Don’t mess with a girl with a great personality!
Everybody loves Lexi. She’s popular, smart, funny…but she’s never been one of those girls, the pretty ones who get all the attention from guys. And on top of that, her seven-year-old sister, Mackenzie, is a terror in a tiara, and part of a pageant scene where she gets praised for her beauty (with the help of fake hair and tons of makeup).
Lexi’s sick of it. She’s sick of being the girl who hears about kisses instead of getting them. She’s sick of being ignored by her longtime crush, Logan. She’s sick of being taken for granted by her pageant-obsessed mom. And she’s sick of having all her family’s money wasted on a phony pursuit of perfection.
The time has come for Lexi to step out from the sidelines. Girls without great personalities aren’t going to know what hit them. Because Lexi’s going to play the beauty game – and she’s in it to win it.
“Applying butt glue to my sister’s backside is, without question, not the first way I’d choose to spend a weekend.” Oh, but this is exactly how Lexi spends nearly every weekend as a part of Team Mackenzie and somewhere along the way, everything in Lexi’s life began to revolve around Team Mackenzie. Here are the many problems with this life: 1) Mackenzie is SEVEN; 2) the pageant life is utterly and completely ridiculous; 3) Mackenzie is SEVEN; 4) Lexi’s family absolutely does not have the money to maintain Team Mackenzie and; 5) Mackenzie is SEVEN!!
For Lexi, life at home is simply one misery after the next and has been ever since her mom and dad divorced and her mother lost her damn mind. Lexi’s mother is obsessed with pageant life and has made it abundantly clear only the beautiful and talented Mackenzie can bring she and her family any happiness, ever. This means nearly every meal is from a fast food restaurant as there is simply no time to cook or shop; every free minute is spent practicing a new routine, sewing a new costume and, being fitted for new fake crap like eyelashes and teeth (WTF??) and; driving to and from a new pageant each and every weekend.
Lexi is by far the most responsible person in her household and carries the load for everyone: she alters and repairs (at her mother’s request) her little sister’s pageant costumes, she calms Mackenzie when the child throws a fit during her hours of hair and makeup application, she goes to school full-time, she works a part-time job so she can have healthy foods at home (seriously!) and, with the exception of her two best friends has pretty much removed herself from social interactions.
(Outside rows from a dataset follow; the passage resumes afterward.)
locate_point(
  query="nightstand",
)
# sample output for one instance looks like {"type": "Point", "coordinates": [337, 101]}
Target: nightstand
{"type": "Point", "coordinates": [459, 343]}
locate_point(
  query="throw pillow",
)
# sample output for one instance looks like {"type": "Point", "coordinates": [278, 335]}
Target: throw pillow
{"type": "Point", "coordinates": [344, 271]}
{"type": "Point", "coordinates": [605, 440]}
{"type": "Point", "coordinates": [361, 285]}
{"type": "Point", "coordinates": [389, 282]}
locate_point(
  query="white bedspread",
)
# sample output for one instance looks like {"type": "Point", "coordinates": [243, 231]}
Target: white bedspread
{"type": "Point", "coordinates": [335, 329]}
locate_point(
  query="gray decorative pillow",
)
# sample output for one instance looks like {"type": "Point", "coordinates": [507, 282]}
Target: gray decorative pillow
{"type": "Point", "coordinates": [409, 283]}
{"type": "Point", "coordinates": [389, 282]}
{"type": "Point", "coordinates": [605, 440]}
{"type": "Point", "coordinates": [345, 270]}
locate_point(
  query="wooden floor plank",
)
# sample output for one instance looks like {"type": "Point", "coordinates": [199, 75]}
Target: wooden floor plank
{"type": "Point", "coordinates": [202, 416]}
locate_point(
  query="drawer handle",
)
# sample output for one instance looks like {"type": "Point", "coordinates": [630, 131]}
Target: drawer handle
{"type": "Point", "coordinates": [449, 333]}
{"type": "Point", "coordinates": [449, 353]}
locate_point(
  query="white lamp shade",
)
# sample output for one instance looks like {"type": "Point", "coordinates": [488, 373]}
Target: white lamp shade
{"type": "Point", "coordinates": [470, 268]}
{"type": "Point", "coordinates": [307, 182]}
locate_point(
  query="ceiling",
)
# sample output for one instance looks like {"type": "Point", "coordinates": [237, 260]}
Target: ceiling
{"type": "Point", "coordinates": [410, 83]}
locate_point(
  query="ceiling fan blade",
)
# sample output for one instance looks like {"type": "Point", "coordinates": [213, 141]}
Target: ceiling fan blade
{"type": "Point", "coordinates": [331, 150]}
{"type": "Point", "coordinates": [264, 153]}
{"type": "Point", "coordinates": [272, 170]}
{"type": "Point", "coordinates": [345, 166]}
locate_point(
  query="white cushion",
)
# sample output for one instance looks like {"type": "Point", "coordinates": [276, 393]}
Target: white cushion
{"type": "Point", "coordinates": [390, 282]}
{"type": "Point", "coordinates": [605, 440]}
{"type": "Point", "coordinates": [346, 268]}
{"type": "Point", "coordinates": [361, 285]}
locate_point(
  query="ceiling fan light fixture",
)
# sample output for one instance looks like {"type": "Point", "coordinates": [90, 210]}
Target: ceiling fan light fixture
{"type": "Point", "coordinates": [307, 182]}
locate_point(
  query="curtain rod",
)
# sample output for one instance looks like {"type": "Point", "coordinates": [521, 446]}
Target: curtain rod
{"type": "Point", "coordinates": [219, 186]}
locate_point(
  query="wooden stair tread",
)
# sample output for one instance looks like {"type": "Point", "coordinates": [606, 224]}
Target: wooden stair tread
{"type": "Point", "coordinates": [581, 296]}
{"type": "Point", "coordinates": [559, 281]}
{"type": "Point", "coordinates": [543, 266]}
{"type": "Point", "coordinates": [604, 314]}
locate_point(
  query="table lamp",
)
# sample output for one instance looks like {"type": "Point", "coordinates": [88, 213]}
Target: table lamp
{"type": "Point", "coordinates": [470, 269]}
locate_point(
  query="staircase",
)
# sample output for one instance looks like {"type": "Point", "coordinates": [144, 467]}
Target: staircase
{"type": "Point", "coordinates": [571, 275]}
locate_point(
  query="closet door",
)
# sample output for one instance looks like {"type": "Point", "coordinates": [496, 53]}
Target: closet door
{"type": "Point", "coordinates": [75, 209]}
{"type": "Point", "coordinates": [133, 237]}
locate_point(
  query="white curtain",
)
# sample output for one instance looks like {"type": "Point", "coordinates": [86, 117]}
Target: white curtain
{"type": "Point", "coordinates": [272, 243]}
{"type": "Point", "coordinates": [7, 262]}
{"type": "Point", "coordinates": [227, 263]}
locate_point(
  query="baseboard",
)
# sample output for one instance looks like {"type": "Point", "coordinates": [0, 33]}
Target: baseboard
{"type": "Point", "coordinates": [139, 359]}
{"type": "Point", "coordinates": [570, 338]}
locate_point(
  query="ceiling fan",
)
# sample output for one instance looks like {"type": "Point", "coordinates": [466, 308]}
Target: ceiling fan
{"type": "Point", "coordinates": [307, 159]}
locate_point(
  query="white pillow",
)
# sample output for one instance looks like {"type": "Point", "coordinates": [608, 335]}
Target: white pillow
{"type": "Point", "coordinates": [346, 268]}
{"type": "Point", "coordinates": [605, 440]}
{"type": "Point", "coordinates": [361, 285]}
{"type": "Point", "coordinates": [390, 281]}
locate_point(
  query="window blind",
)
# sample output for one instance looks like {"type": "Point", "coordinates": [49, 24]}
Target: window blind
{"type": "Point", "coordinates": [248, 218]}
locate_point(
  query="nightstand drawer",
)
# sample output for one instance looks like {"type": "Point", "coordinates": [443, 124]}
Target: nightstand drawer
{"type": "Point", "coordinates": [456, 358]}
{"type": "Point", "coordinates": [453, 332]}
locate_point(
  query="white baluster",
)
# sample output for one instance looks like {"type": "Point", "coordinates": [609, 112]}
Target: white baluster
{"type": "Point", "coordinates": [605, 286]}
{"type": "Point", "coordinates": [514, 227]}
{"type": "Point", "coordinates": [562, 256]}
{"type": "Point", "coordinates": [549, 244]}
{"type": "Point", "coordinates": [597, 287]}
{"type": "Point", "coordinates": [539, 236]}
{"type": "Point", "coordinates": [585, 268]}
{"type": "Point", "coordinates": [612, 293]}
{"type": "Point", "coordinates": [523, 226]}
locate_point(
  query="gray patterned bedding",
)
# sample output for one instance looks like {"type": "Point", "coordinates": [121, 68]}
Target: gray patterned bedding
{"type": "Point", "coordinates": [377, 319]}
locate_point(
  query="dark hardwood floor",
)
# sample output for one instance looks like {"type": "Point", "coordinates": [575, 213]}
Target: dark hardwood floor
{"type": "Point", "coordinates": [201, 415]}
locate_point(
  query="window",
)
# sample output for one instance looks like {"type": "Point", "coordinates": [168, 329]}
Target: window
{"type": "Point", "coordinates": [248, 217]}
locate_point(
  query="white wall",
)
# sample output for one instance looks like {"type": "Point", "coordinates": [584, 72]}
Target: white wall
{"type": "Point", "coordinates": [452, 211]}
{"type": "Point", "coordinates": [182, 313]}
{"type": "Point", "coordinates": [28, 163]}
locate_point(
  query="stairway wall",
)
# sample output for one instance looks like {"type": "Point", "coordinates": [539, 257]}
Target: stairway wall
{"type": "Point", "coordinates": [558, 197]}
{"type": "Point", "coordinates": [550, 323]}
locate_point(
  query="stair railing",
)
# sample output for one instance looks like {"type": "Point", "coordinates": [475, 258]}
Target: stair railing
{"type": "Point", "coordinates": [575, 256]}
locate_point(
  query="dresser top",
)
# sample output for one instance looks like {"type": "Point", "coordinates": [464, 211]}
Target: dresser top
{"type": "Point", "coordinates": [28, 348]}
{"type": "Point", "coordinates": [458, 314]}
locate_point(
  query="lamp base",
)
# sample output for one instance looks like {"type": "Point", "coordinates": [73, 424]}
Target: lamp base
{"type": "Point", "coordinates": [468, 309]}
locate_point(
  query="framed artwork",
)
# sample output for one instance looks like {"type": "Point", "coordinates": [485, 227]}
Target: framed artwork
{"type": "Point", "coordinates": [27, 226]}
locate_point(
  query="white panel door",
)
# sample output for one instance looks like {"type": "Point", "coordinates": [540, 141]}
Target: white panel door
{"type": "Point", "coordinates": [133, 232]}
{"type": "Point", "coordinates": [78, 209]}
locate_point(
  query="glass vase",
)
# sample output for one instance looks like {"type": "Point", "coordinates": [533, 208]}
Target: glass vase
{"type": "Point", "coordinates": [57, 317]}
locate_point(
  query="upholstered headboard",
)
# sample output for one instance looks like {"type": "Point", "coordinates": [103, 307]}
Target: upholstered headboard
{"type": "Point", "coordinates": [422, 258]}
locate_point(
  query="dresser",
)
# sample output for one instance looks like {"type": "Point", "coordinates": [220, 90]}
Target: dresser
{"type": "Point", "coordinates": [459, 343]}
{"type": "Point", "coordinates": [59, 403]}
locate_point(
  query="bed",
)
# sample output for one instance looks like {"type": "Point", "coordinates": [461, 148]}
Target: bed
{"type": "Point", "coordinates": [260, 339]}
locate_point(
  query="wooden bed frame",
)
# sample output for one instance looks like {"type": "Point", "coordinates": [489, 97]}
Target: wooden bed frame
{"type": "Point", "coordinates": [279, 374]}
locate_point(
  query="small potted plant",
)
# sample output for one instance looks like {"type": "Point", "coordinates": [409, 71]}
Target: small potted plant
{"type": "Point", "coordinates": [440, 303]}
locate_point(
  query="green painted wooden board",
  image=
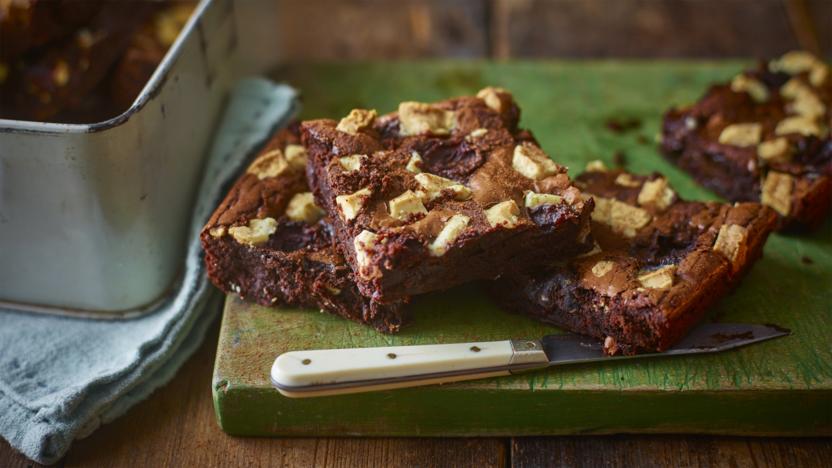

Lexi learned (from her mother!) a very long time ago she is not the pretty one and so she has spent years making sure she in no way stands out in a crowd. No make-up, no fancy clothes, no flirting, no interaction, nothing. Let’s be honest though, what high school girl hasn’t dreamed of being a part of the popular crowd? So, one day Lexi and her best friend Benny (who is all kinds of adorable) hatch a plan and strike a bargain: if Lexi will come out of her self-imposed shell Benny will strike up a conversation with his crush. Let the games begin!
Almost immediately Lexi begins to understand how her sister feels every weekend when she is all dolled up and strutting around on stage. Lexi’s make-over immediately draws attention and before long she is dating one of the cutest guys on campus, being invited to shop with the popular girls and finally making the invitation list for the cool kid parties. Unfortunately, Lexi also realizes much of the attention she is receiving (like her sister at a pageant) is based on her appearance and not her great personality. As my granny used to say, “Pretty is as pretty does” and Lexi soon figures out being popular isn’t all it is cracked up to be and even the popular kids have issues and attitudes.
In just a few short chapters, everything comes crashing down around Lexi in a spectacular way. Her little sister reveals how she really feels about pageants, her mother snaps the tether in a horrifically awful way, Lexi’s crush turns out to be an asshat of the highest order, and all the newfound popularity suddenly becomes far, far more trouble than it’s worth. Lexi is forced to acknowledge alot of ugly truths and deal with those truths and their consequences as best she can. Because of her home life, Lexi has been forced to mature quickly and is better able to handle the ugliness than most kids her age would be. It is truly remarkable how well Lexi pulls herself together and deals with the ginormous crap-storm she finds herself in.
The Bottom Line: I really liked this book but found so much of it truly disturbing. I don’t know the first thing about pageants but if what Eulberg has presented in this novel is anywhere close to the truth then those poor kids should be allowed to sue their parents for stupidity and child abuse. Can you sue for stupidity? The most stupid of them all is Lexi’s mother and I can honestly say I absolutely hated that woman and how she treats her children. On the flip side of the anger and hate, I felt genuine sympathy for both Lexi and Mackenzie and was so glad to see the two of them come together as sisters to help one another. I also very much like that Eulberg created a plot with scenes, scenarios, and situations which make sense for the time, the place, and the people involved. Taken as a whole, Revenge of the Girl with the Great Personality is a well-written novel that I fear is far closer to reality (Hello! Toddlers and Tiara’s??) than we care to admit.